Dans le cadre d’une information ouverte des chefs, notamment d’importation en bande organisée de produits stupéfiants, blanchiment et association de malfaiteurs, la chambre criminelle de la Cour de cassation a transmis une question prioritaire de constitutionnalité (QPC) portant sur les dispositions de l’article 187-1 du code de procédure pénale dans sa rédaction issue de la loi n° 2000-1354 du 30 décembre 2000 (Crim. 24 juin 2025, n° 25-82.874, inédit), ainsi formulée :
« Les dispositions de l’article 187-1 du code de procédure pénale, en ce qu’elles n’interdisent pas au magistrat qui, saisi d’une demande de référé-liberté, n’a pas estimé que les conditions prévues par l’article 144 n’étaient pas remplies et a renvoyé l’examen de l’affaire à la chambre de l’instruction, de faire partie de la composition de cette juridiction chargée d’examiner l’appel au fond, méconnaissent-elles le principe d’impartialité posé par l’article 16 de la Déclaration de 1789 ? ».
Non sans susciter une certaine perplexité, le texte est déclaré conforme à la Constitution, sous cette réserve que le magistrat ayant eu à connaître du référé-liberté ne saurait ensuite participer à la décision de la chambre de l’instruction, lorsque, excédant son office, il a pris position sur le bien-fondé de l’appel.
Quelques repères historiques
Pour mémoire, le mécanisme du « référé-liberté » a été introduit à une époque où le pouvoir d’incarcérer était encore placé entre les mains du magistrat instructeur.

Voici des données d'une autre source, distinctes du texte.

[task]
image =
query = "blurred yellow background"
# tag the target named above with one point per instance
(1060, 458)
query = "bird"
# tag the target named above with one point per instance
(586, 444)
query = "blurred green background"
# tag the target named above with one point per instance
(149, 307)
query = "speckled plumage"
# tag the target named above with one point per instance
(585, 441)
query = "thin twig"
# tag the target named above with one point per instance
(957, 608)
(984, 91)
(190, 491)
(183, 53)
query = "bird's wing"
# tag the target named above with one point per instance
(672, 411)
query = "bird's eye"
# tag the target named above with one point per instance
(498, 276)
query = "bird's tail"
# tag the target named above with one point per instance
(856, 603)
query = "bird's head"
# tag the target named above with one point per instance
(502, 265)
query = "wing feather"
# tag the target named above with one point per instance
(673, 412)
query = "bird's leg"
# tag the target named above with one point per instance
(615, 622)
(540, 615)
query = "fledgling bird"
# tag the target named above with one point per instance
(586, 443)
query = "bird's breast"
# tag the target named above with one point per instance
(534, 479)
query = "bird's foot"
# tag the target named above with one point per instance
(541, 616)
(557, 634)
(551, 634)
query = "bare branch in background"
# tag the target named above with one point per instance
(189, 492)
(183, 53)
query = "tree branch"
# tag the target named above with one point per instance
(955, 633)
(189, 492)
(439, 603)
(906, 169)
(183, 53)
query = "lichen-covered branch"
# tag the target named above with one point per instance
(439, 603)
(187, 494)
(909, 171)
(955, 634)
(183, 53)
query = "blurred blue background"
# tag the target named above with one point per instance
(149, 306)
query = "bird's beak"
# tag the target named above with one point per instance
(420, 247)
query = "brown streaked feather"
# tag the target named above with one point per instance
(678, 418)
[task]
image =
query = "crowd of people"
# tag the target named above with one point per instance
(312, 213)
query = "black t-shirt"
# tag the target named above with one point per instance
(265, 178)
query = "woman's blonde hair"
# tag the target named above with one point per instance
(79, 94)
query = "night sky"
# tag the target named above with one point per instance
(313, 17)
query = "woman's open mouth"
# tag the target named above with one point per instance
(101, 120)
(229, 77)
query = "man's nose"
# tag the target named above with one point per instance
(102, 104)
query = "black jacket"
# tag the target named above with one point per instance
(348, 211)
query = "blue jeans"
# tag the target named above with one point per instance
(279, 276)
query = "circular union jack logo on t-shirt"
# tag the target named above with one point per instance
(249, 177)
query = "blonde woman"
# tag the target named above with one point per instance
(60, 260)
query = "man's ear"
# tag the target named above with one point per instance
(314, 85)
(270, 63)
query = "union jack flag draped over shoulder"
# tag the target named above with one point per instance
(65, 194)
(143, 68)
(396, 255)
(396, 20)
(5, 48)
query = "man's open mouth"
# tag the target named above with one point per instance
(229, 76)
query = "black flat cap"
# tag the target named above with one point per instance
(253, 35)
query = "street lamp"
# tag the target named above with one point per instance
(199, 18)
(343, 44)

Après plusieurs tentatives de réformes infructueuses, il s’agissait d’instituer une garantie contre les détentions abusives en demandant au président de la chambre d’accusation de déclarer suspensif l’appel interjeté contre une ordonnance de placement en détention provisoire (Loi n° 93-1013 du 24 août 1993, art. 12).
Déjà à l’époque, certains parlementaires s’étaient émus de ce que la chambre d’accusation puisse se prononcer sur l’appel peu après que son président a connu du référé-liberté. Pour valider le dispositif, le Conseil constitutionnel avait toutefois retenu que les deux procédures avaient des objets distincts, dès lors « qu’il ne [revenait] au président de la chambre d’accusation que de déterminer si la détention [n’était] manifestement pas nécessaire alors qu’il [incombait] à la chambre d’accusation d’apprécier la légalité des conditions d’application de l’article 144 du code de procédure pénale » (Cons. const. 11 août 1993, n° 93-326 DC).
Puis, à l’occasion d’une loi n° 96-1235 du 30 décembre 1996, l’objet du recours a été modifié en une forme « d’examen immédiat de l’appel », le magistrat se voyant alors « confier le même pouvoir que la chambre de l’instruction puisqu’il peut décider la mise en liberté si les conditions prévues par ce texte ne sont plus réunies » (F. Desportes et L. Lazerges-Cousquer, Traité de procédure pénale, 4e éd., Economica, n° 2792).
Créé par la loi n° 2000-516 du 15 juin 2000 relative à la présomption d’innocence et aux droits des victimes, le juge des libertés et de la détention (JLD) s’est ensuite vu confier une mission de contrôle de la détention provisoire. Si les débats parlementaires laissent entendre qu’à cette occasion une refonte du référé-liberté (en un système d’appel à très bref délai devant la chambre d’accusation) avait été envisagée, force est de constater que le législateur a choisi de maintenir le dispositif et de le compléter par la possibilité de demander qu’il soit examiné par une formation collégiale (C. pr. pén., art. 187-2).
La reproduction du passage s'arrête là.